Richard Parks is like a young Orson Welles, brimming with talent and well into his cups… sorry I mean his cups are overflowing, myriads of mastery spilling into various fissures, gullets, open wounds. He can pick a bluegrass mandolin till your heart bleeds in harmony or skips a pulse, but that’s beside the point. Sort of. I’m here to kill a few birds with one stone. It’s Record Store Day this Saturday, April 21 and you should get out and buy some vinyl. Need to hurry up and use all the world’s oil so that we can switch to some sort of saltwater fusion energy and stop killing one another over the greasy stuff records are made from. Regardless, we should all enjoy and recycle the used records still out there piling high till the grooves run out. Murray Gershanz, 88, the subject of Richard Parks’ first short documentary is a sometimes character actor who has run a record store called Music Man Murray in Los Angeles for forever. He has a billion records for sale (a slight stretch), and most he has listened to and catalogued; the stuff he knows may go extinct he’s painstakingly transferred to reel to reel. His son kind of chokes up realizing there’s so much he won’t get a chance to listen to before he dies.
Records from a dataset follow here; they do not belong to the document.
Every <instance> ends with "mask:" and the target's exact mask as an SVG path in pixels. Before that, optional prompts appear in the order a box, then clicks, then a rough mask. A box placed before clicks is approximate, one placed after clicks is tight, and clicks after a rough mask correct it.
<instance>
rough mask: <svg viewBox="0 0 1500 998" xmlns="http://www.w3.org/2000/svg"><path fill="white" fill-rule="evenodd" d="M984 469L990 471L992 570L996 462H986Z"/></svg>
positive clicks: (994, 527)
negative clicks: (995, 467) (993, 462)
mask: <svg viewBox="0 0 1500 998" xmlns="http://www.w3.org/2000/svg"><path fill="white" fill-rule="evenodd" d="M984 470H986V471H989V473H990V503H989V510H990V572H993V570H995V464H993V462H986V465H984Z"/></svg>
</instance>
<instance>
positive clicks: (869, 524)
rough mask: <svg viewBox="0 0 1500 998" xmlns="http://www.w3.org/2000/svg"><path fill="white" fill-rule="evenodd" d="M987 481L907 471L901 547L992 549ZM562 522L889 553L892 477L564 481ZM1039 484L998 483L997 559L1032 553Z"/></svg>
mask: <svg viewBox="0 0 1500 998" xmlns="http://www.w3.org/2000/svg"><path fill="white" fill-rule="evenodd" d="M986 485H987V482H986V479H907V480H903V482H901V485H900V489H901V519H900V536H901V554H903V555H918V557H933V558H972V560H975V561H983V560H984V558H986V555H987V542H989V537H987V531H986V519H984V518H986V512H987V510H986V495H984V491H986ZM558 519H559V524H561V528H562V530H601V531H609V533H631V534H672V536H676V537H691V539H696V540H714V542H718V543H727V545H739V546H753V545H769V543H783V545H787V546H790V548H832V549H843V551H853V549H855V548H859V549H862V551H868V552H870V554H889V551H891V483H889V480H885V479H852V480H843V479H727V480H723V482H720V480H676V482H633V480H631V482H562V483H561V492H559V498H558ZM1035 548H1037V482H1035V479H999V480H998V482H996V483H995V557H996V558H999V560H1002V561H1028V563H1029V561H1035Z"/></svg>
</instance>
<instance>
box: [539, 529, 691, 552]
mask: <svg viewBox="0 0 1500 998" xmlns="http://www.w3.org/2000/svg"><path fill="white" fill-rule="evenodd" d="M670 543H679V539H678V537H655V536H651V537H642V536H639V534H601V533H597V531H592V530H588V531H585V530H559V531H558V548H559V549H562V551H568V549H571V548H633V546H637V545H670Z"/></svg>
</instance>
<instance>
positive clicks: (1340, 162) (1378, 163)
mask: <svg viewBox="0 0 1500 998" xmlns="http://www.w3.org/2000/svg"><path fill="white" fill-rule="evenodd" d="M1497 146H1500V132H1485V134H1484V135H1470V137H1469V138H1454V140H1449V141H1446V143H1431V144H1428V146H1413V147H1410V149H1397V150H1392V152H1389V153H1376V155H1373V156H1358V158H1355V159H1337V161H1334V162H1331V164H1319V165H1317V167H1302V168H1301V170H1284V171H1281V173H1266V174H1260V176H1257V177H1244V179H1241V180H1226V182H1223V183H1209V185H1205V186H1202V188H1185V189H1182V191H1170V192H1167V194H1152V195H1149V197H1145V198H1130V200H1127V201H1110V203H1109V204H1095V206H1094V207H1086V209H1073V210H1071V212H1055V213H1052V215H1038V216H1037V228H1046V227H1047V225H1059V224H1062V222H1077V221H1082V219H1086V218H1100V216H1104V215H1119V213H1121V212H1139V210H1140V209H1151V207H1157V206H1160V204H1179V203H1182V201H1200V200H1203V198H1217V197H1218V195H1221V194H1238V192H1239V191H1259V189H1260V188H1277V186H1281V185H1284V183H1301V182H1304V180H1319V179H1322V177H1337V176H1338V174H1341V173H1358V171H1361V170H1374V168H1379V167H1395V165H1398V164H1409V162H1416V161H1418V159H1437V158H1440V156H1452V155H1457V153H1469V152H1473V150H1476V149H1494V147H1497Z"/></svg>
And Murray’s cooly trying to find a buyer for the place before he departs this earth. It’s worth 3 to 4 million he figures, but he’ll settle for $500,000. Else the dumpster awaits, and everyone from star DJs to opera students to comic Sarah Silverman will opine the loss of Murray and the possible death of his legacy. Parks’ film is a trippy paced short doc, partly because it’s scored by Parks’ father Van Dyke (nuff said eh?) and gives the impression of coming from a live orchestra pit. The cavernous narrow paths of the store lined to the ceiling with recorded music are beautifully shot, such rich darkness, hard to cull on video, reminiscent of Werner Herzog’s Cave of Forgotten Dreams and some of Parks’ center-justified framing echoes the great Errol Morris. But it’s the attention to character and good storytelling that steals the show. Here’s to the dawn of a great documentarian paying homage to a great collector of culture. Torches passing, check it. It premiers, yes, Record Store Day! on The Documentary Channel, Saturday April 21. Societche! -CM

PS: Music Man Murray will be streaming April 21-27 on NPR’s All Things Considered. Don’t miss.